Unincorporated area in Delaware, US

Mill Creek Hundred is an unincorporated subdivision of New Castle County, Delaware. Hundreds were once used as a basis for representation in the Delaware General Assembly, and while their names still appear on all real estate transactions, they presently have no meaningful use or purpose except as a geographical point of reference.

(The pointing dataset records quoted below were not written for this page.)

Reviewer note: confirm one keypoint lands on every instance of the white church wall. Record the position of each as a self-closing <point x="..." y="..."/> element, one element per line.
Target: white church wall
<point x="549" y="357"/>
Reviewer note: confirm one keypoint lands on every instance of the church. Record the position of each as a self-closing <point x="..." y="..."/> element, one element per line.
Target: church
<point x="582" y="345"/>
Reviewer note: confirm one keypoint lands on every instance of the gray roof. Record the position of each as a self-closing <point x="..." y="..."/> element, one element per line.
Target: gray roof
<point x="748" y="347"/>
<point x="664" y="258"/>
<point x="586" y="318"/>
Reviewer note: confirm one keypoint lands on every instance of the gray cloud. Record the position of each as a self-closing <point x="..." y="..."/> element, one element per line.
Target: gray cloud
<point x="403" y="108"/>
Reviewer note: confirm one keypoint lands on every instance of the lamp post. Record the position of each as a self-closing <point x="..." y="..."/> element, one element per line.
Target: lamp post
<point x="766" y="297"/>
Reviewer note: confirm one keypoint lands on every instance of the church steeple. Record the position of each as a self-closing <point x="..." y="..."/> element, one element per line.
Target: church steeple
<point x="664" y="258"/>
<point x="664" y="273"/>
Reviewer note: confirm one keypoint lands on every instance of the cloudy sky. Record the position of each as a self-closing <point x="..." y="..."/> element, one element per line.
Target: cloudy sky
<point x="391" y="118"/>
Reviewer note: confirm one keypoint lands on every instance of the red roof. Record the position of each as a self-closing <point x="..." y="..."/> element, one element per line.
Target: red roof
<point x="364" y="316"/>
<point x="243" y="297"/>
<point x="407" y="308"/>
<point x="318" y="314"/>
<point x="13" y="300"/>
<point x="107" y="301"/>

==Boundaries and formation==
Mill Creek Hundred is that portion of New Castle County that lies north and east of White Clay Creek and west of Red Clay Creek. Its western boundary follows a portion of the 12 mile arc drawn around the town of New
Castle. It was formed from Christiana Hundred in 1710 and was named for Mill Creek that flows through its center.

==Development==
Excepting large areas along Red Clay Creek and White Clay Creek preserved in parks or large estates, this area is now mostly suburban with extensive commercial and residential development. The southern portion was developed in the mid-twentieth century, with the northern portion developed more in the later decades. A portion of the city of Newark, the Hockessin, North Star, and Pike Creek Census Designated Places (CDP) and the communities of Marshallton, Milltown and Stanton are in Mill Creek Hundred.

==Geography==
Important geographical features, in addition to Red Clay Creek, White Clay Creek and Mill Creek, include Pike Creek, Muddy Run, and Turkey Run. It is mostly in the piedmont region, but the southern portion is below the eastern Fall Line and on the coastal plain.

==Transportation==
Important roads include portions of the Kirkwood Highway (Delaware Route 2), the Old Capital Trail, Lancaster Pike (Delaware Route 48), Newport-Gap Pike (Delaware Route 41), the Old Wilmington Road, Limestone Road (Delaware Route 7), Paper Mill Road (Delaware Route 72), and the old main highway between Wilmington and Baltimore, now Newport-Stanton Pike and Christiana-Stanton Road (Delaware Route 7). A portion of the old Baltimore and Ohio Railroad, now CSX Transportation's Philadelphia Subdivision crosses through Stanton, the Wilmington and Western Railroad runs along Red Clay Creek to Hockessin, and the Pomeroy and Newark Railroad once ran along White Clay Creek.